Recovery Steps
Washington has taken rare steps toward building a federal disaster plan. Not everyone agrees this is a good development but property owners in the Southeast should be watching closely as they could be among the most affected — whether a final plan is enacted or not.
Earlier this month, the House of Representatives passed H.R. 3355, the Homeowners’ Defense Act of 2007. The bill, sponsored by Reps. Ron Klein, D-Fla., and Tim Mahoney, D-Fla., attempts to address the growing problem of insurance availability in disaster-prone states. Nearly-identical legislation has been filed in the Senate by Sen. Bill Nelson, D-Fla., and Sen. Hillary Clinton, D-N.Y.
The legislation creates a pool or consortium for state-sponsored insurance funds to voluntarily bundle their catastrophe risk with one another, and then transfer that risk to the private markets through the use of catastrophe bonds and reinsurance contracts. Proponent say this arrangement will mean that private markets — not tax dollars — would take on the risk.
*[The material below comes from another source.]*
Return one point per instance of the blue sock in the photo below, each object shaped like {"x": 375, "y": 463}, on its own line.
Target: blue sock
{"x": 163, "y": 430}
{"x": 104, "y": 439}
The bill also provides for loans that could be extended to any state that faces a significant financial shortfall following a natural catastrophe.
Insurance agents — who deal with the homeowners in these areas every day — welcomed the House action. “The current dysfunction in the natural disaster insurance market requires Congressional action, and passage of the Klein-Mahoney bill is a great first step towards a comprehensive solution,” said Charles E. Symington Jr., senior vice president of government affairs and federal relations for the Independent Insurance Agents and Brokers of America.
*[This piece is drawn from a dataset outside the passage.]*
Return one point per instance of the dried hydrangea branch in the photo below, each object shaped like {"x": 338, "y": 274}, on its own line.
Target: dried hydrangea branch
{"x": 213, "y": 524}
But the approach has been dismissed by some insurers and reinsurers — who may be removed from the market problems agents and homeowners are facing because they sometimes talk as if the private market has the situation under control. Marc Racicot, president of the American Insurance Association, said the “private insurance system continues to be well-positioned to manage natural catastrophe risk, and the best course is to improve, not displace, the private sector’s ability to serve homeowners and businesses that could face losses from natural catastrophes.”
He maintained that the legislation won’t help. “It will not generate new private sector insurance, reinsurance or capital market capacity, and is likely to encourage states to create thinly financed, state-run reinsurance facilities that will displace the private market and require a federal government bail-out in the event of a catastrophe,” Racicot warned.
These insurers and reinsurers could be right that the bills will do nothing to improve private insurance. But homeowners who need coverage now may not care whether they are bailed out by private or public dollars after the next storm — as long as the help is there when they need it.
The Bush Administration balks that the bills would create a permanent role for the federal government in disaster recovery, which the White House does not see as a federal government responsibility. The Senate has not yet taken up its bill, while the Klein-Mahoney bill passed in the House 258-155. That falls short of the two-thirds needed to override a White House veto should it come down to that.